2026年7月の道路交通法改正により、これまでよりも明確な数値基準が設けられた「酒酔い運転」。施行からわずか1カ月の間に、宮崎県内では早くも4人が検挙され、そのうち3件は人や車にぶつかる事故だった。新基準の狙いと飲酒運転がもたらす危険性について、県内の実態を追う。
【動画】 酒酔い運転の検挙者増加 厳罰化から1カ月 飲酒運転の実態
曖昧だった「酒酔い運転」に数値基準
飲酒運転の罰則には「酒気帯び運転」と、より罰則の重い「酒酔い運転」の2種類がある。

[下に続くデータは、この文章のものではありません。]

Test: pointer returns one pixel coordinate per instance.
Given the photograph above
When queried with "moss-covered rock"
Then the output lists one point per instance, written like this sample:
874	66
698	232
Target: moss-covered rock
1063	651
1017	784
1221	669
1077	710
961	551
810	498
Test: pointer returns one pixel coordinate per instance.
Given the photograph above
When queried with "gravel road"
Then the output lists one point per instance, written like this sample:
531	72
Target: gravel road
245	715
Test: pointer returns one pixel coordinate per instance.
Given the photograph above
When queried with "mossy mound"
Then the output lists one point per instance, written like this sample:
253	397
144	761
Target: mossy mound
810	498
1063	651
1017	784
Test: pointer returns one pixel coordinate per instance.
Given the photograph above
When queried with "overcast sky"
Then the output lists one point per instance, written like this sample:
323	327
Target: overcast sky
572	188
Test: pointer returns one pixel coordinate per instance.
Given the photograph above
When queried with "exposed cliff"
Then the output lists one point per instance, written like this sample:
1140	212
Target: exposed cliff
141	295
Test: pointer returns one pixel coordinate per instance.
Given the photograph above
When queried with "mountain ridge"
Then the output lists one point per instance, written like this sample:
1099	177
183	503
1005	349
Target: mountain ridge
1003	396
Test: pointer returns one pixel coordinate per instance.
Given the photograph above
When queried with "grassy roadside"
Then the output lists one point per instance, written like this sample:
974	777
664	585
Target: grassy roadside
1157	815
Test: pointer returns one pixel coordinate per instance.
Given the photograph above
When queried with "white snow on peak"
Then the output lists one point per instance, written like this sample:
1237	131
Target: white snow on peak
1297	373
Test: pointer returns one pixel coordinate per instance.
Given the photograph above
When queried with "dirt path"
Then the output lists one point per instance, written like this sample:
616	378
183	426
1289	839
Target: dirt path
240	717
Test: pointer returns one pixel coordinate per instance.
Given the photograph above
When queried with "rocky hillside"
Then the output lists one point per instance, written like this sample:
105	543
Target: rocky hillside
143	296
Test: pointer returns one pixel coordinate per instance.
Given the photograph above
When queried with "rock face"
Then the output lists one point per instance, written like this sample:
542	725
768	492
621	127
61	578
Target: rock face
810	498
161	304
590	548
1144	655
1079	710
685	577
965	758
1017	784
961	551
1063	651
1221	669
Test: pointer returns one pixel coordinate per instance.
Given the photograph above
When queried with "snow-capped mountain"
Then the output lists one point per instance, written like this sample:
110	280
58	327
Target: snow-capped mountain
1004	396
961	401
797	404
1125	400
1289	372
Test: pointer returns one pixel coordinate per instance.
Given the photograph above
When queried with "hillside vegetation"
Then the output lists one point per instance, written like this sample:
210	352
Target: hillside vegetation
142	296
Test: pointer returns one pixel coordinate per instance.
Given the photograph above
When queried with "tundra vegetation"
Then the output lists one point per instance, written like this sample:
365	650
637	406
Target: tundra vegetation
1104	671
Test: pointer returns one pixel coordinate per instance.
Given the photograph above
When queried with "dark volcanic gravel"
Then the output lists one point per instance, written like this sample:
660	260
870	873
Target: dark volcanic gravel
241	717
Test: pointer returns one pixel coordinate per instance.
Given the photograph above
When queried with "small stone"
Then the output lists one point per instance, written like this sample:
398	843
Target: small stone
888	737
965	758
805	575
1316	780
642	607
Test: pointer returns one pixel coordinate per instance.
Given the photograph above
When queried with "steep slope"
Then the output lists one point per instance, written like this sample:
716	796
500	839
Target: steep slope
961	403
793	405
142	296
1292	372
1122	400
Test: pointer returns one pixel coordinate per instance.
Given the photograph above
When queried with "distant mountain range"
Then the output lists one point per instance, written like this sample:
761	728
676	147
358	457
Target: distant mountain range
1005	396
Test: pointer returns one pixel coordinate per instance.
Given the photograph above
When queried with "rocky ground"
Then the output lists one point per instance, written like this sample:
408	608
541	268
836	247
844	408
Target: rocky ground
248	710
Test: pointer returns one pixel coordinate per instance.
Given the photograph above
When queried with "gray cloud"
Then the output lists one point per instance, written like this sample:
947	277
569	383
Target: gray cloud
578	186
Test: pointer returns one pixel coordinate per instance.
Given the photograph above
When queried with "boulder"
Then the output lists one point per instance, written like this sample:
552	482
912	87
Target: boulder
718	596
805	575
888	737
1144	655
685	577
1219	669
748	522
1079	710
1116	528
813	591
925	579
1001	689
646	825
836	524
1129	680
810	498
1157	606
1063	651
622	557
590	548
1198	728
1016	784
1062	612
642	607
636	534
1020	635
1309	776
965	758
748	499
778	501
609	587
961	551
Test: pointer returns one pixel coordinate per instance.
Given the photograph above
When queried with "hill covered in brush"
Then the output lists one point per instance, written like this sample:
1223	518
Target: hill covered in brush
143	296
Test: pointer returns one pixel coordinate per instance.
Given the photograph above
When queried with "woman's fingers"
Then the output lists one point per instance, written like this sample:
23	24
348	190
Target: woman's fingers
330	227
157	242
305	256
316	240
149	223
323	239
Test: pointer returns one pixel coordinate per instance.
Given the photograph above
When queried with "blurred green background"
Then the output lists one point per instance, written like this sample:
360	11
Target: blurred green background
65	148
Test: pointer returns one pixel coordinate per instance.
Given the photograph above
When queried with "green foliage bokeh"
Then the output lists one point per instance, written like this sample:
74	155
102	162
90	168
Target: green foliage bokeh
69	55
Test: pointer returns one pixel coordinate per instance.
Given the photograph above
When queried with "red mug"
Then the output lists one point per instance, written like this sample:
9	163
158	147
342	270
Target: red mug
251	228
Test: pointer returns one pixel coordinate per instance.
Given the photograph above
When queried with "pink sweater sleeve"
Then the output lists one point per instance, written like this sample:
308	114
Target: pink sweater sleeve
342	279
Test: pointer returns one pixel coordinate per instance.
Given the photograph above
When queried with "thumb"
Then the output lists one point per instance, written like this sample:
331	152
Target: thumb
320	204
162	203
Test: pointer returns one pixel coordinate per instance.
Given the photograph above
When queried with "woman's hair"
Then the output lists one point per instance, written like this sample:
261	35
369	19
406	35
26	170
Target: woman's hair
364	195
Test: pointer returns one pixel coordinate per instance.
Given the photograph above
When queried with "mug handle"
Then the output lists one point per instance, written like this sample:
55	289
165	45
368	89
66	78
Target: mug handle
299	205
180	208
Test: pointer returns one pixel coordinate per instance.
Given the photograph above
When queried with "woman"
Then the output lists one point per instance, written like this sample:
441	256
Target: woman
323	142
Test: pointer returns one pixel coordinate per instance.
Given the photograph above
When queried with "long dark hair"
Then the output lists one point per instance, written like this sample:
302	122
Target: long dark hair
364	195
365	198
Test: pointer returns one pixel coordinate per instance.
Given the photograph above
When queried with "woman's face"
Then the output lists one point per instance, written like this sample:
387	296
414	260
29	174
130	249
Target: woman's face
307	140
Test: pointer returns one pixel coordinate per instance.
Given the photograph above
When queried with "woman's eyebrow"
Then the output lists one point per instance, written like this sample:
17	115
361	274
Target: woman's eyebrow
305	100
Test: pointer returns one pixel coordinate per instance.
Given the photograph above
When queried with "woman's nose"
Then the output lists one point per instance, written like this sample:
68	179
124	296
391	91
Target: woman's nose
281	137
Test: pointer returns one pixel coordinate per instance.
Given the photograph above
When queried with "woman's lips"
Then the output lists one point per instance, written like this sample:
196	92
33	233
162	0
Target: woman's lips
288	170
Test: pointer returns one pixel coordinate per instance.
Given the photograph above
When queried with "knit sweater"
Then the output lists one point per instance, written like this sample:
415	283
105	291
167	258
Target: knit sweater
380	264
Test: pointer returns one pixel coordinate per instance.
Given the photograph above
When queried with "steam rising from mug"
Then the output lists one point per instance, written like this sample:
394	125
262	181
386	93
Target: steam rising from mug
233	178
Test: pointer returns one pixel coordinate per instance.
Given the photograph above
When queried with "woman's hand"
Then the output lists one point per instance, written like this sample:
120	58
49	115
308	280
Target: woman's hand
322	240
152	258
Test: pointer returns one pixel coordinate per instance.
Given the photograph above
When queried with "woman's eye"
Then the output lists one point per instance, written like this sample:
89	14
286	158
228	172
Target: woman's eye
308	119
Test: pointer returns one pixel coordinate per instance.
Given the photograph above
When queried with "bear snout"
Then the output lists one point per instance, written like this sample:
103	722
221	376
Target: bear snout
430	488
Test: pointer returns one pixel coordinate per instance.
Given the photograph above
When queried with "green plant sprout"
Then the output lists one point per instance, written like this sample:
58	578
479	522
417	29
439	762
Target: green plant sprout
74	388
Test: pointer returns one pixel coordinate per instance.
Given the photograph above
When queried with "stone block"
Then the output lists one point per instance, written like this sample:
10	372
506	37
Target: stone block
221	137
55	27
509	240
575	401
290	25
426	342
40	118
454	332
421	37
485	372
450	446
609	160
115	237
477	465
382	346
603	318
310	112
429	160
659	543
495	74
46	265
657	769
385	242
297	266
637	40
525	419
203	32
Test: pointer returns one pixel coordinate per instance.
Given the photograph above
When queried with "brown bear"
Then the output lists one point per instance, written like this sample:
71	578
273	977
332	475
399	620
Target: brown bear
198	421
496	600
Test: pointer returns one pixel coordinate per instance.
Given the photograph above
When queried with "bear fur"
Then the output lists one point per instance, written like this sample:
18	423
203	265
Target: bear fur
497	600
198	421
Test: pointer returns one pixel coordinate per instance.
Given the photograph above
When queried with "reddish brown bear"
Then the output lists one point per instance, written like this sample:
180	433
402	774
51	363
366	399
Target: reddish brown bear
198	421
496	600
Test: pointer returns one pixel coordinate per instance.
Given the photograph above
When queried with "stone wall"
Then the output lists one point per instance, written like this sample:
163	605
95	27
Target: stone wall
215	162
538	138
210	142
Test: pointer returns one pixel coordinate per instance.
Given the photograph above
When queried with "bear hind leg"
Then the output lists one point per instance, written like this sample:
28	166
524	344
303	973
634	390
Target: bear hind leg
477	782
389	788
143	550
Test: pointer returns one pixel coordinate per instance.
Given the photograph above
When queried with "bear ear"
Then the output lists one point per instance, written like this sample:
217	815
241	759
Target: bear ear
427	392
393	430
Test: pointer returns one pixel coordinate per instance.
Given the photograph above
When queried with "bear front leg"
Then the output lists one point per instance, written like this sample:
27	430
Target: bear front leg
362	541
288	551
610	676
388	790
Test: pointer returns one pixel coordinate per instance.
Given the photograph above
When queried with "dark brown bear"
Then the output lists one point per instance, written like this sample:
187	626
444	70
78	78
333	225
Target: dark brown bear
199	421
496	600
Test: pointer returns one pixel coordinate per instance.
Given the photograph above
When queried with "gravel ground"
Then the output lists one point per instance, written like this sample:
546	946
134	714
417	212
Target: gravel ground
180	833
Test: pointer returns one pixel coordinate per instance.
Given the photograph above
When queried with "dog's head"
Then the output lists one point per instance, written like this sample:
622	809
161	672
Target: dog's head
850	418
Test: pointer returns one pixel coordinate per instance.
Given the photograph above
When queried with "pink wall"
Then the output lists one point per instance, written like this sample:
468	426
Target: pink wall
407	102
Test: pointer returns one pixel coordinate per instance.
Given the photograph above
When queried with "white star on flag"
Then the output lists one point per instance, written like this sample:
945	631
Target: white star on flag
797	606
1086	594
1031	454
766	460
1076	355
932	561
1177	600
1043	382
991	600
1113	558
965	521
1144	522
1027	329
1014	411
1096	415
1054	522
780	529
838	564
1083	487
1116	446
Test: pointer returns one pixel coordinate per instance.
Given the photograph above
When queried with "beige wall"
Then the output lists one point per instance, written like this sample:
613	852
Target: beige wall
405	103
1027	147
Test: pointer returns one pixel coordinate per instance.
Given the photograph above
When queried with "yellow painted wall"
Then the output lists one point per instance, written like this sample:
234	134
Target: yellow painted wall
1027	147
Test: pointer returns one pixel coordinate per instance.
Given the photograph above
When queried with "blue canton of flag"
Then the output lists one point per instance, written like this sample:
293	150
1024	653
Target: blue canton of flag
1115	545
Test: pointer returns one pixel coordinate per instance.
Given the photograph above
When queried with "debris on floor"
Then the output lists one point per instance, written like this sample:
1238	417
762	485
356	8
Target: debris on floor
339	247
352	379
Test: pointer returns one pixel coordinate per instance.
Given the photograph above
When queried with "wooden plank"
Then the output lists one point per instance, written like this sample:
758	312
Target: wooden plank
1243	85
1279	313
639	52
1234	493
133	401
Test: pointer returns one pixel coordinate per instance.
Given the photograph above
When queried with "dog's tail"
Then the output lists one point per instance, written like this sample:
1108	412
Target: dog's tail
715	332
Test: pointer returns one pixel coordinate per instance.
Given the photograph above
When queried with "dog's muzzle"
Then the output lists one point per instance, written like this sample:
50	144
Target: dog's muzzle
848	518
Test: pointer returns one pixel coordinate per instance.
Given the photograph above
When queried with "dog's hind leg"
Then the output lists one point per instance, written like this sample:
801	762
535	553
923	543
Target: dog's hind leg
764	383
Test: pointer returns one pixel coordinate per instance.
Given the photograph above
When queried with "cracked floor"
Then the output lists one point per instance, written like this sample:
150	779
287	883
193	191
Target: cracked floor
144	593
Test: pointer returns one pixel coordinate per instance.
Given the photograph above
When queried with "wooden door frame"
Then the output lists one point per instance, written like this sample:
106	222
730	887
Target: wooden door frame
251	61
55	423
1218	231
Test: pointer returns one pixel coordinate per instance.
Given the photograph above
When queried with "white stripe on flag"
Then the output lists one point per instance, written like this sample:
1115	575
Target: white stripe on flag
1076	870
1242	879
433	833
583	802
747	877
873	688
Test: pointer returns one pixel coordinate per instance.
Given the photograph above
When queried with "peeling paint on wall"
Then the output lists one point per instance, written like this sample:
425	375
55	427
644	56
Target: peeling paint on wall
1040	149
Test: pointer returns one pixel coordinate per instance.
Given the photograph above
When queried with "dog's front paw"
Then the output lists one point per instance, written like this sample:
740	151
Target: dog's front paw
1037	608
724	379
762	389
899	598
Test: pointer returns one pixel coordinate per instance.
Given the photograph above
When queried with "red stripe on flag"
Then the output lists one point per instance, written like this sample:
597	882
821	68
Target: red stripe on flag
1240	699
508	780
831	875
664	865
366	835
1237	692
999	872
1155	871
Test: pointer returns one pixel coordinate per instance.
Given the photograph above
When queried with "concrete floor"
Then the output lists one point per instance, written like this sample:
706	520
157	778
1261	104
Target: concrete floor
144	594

これまで酒気帯び運転には「体内アルコール濃度が呼気1リットルあたり0.15ミリグラム以上」という基準があった一方で、酒酔い運転には「正常な運転ができない恐れがある状態」という要件のみで、明確な基準値はなかった。

しかし、7月の法改正により、酒酔い運転にも「呼気1リットルあたり0.5ミリグラム以上」という明確な数値基準が設定された。
今回の法改正に対し、県民の意見は・・・
40代男性:
少しなら飲んで乗っても大丈夫だろうというのが結構増えてきているので、厳しくしてもいいんじゃないかと。
40代男性:
実際自分たちが飲んで数値がどれくらい出るかというのは皆さん知らないと思うので、正直改正について意識はしてないなと。皆さんそうだとは思います。
20代女性:
改正されても変わらない人は変わらないんじゃないかなと思います。
現場ではすでに大きな変化があらわれている。法改正からわずか1カ月で、県内では酒酔い運転により4人が検挙された。

県警本部交通部交通指導課 小森誠理事官:
昨年1年間(2025年)で6人が酒酔い運転で逮捕されているということを踏まえると、この約1カ月で4人という数字は大きいのではないかと思う。
今回検挙された4件のうち3件は、車と歩行者または車同士の事故を引き起こして逮捕されたケースだった。
2025年の飲酒運転による検挙者423人のうち酒酔い運転での検挙者はわずか6人。また飲酒運転が原因の人身事故は34件発生し、2人が死亡している。
今回の改正により基準値が設けられたことで、警察は今後、酒酔い運転の検挙数が増加すると見ている。
認知・判断の遅れが事故を誘発 「仮眠」でも抜けないアルコール
酒酔い運転の基準値となった体内アルコール濃度呼気1リットルあたり0.5ミリグラム以上とは、一般的にどの程度飲むと検知されるのだろうか。
県警本部交通部交通指導課 小森誠理事官:
体重60キロの方が大瓶ビール2本程度、日本酒であれば2合程度飲んで30分経過した場合、呼気中のアルコール濃度が1リットルにつき0.5ミリグラム以上に達する可能性がある。
アルコールが身体や運動能力に及ぼす影響は極めて大きい。

ビール大瓶5本程度を飲酒した感覚を疑似体験できる特殊ゴーグルを装着して、歩行テストを実施した。

直線上をまっすぐ歩いているつもりだが、斜めに進んでいる。

障害物を避けて歩く実験でも、障害物にぶつかってしまい、うまく歩くことができなかった。
宮崎県警の小森誠理事官は、飲酒時の危険性について「運転する際の認知、判断、操作に必ず遅れが生じる。信号や標識の見落とし、歩行者の発見が遅れることで事故につながる」と指摘する。
警察は「仮眠をとったり数時間経過したりしても、アルコールが完全に抜けているとは限らない」と注意を促し、飲酒運転の撲滅を強力に呼びかけている。
酒気帯び運転の罰則は「3年以下の拘禁刑または50万円以下の罰金」、酒酔い運転は「5年以下の拘禁刑または100万円以下の罰金」が科される。
自分のためにも他人のためにも「飲んだら乗るな」を徹底していきたい。